For duration variables, we fit linear mixed effects regression models, using the function
lmer() from the
lme4 R-package (version 1.1-21;
Bates et al., 2015, p. 4). The binary variable skip was analyzed with
logistic mixed effects regression, using the function
glmer().
For all model fits, we used
sum contrast coding, creating predictors for all but the last level of any categorial variable and assigning 1 to the corresponding level for each comparison as well as -1 to the last level for all comparisons. Remaining levels were coded 0 (
Table 3).
In sum coding, the intercept represents the grand mean, and each contrast represents a comparison of a factor level mean to the grand mean. Therefore, all effects are independent of each other. Hence, simple contrasts can be interpreted similar to main effects in ANOVAs – even when the predictor also occurs in interaction terms in the model.
P-values for linear mixed models were estimated with Satterthwaite's approximation of degrees of freedom, using the
lmerTest R-package (version 3.1-0, (
Kuznetsova et al., 2017).
We will first present reading time results, starting with the main model and continuing with the complete model. Skipping results will be presented next, and lastly, we will present Load Contribution results.
Extreme values. For single fixation durations, seven extreme values were filtered from raw data (0.02%). Additional 32 data points (0.08%) were eliminated as outliers from the complete model, and 35 (0.09%) from the base model. No extreme values were excluded after fitting the main model.
For gaze durations (first pass reading times), seven extreme values were filtered from raw data (0.02%). No extreme values were excluded from the data set for the base, the complete and the main model.
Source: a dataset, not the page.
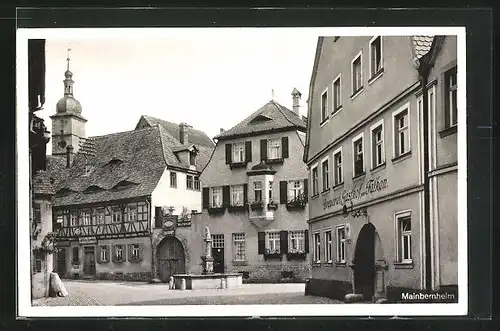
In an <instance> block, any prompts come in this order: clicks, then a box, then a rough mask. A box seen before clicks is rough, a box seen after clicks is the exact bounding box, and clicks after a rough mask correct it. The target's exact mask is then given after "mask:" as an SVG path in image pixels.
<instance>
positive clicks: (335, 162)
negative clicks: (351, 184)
mask: <svg viewBox="0 0 500 331" xmlns="http://www.w3.org/2000/svg"><path fill="white" fill-rule="evenodd" d="M339 153H340V180H338V179H339V173H338V170H337V163H336V160H337V158H336V156H337V154H339ZM343 182H344V155H342V146H340V147H339V148H337V149H336V150H334V151H333V186H337V185H340V184H342V183H343Z"/></svg>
For regression path durations, 32 extreme values were filtered from raw data (0.08%), 10 data points (0.03%) were eliminated as outliers from the complete model, 13 data points (0.03%) from the base model. No extreme values were excluded from the dataset for the main model.
For total reading times, 2 extreme values were filtered from raw data (0%). One additional data point (0%) was eliminated as outlier from the complete model, and 2 data points (0%) were as outliers eliminated for the base model. No extreme values were excluded from the dataset for the main model.